The bridge goes up — and come April 12, that bridge crossing the Intracoastal Waterway on Camino Real is expected to stay up for a year or more while undergoing $8.9 million in renovations and repairs.
Like so many fabled antiques that reach the noble age of 80, it needs work. This will be an inconvenience for the 7,600 drivers who cross the two-lane span every day, not to mention the unknown number of walkers, runners and bicyclists using its steel sidewalks. And it will be a surprise to those who haven’t heard the news.
The Camino Real bridge is one of three in the county deemed “structurally deficient” by the state. The other two are the Southern Boulevard bridge between West Palm Beach and Palm Beach, and the U.S. 1 bridge in Jupiter.
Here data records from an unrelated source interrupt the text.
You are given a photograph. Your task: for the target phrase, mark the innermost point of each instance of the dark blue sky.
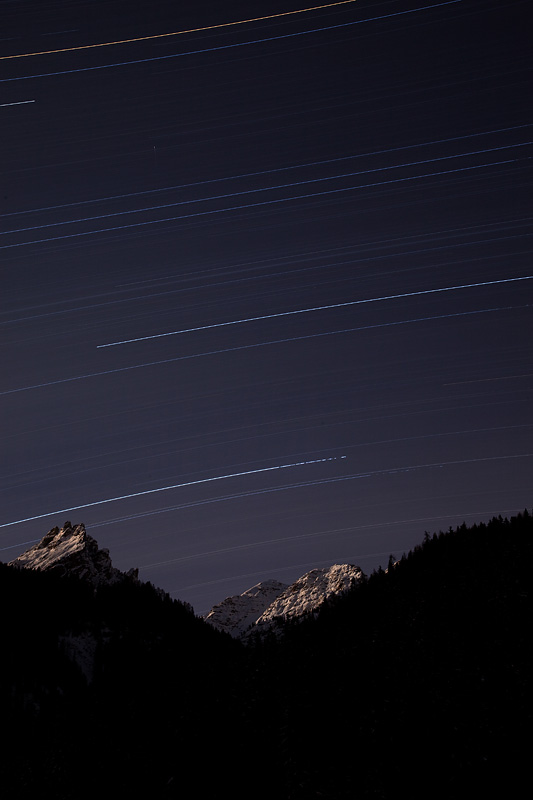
(348, 187)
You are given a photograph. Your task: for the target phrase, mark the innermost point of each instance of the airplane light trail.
(258, 344)
(18, 103)
(168, 488)
(319, 308)
(226, 46)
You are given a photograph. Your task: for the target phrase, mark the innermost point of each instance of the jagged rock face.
(269, 604)
(71, 551)
(307, 594)
(235, 615)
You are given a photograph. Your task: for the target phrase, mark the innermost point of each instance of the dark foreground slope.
(415, 682)
(418, 681)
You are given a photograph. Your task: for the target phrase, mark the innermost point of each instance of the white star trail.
(168, 488)
(17, 103)
(111, 214)
(261, 203)
(228, 46)
(272, 171)
(258, 344)
(320, 308)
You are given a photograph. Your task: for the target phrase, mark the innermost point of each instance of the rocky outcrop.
(71, 551)
(268, 605)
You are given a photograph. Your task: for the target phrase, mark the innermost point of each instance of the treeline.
(417, 681)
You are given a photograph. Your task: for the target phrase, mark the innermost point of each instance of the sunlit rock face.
(235, 615)
(71, 551)
(268, 605)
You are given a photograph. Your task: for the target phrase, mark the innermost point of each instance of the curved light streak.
(226, 46)
(265, 172)
(168, 488)
(262, 189)
(174, 33)
(318, 308)
(258, 344)
(260, 204)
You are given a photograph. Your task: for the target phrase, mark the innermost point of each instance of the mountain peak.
(71, 551)
(269, 603)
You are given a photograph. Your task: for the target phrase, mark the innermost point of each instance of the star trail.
(266, 281)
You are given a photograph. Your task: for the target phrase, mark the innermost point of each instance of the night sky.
(315, 228)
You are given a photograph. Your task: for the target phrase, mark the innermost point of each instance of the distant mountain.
(71, 551)
(418, 676)
(270, 604)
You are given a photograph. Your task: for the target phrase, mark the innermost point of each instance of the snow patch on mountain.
(268, 605)
(71, 551)
(236, 614)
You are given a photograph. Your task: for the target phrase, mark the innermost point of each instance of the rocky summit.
(268, 605)
(71, 551)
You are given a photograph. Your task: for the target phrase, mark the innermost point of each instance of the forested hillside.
(417, 680)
For its $8.9 million the contractor, Kiewit Infrastructure South of Broward County, will widen both the fixed and bascule parts of the bridge, renovate and replace the fender system, install new mechanical equipment, reconstruct the approaches and sidewalks, and make minor drainage improvements. And then they’ll move the bridge tender’s house from the south to north side at the east end. What they can’t improve is the bridge’s long and curious history. Its three names, for example.
Ask any local and you’ll no doubt hear it called “the Camino Real bridge.” Pause to admire the large plaque at the east end of the north concrete rail and you’ll be told you’re about to cross the “Boca Raton Club Bridge.”
But take the time to crouch low and ponder one of two smaller, nearly hidden plaques at either end and you will learn that you are, in fact, about to traverse the “Clarence H. Geist Memorial Bridge.”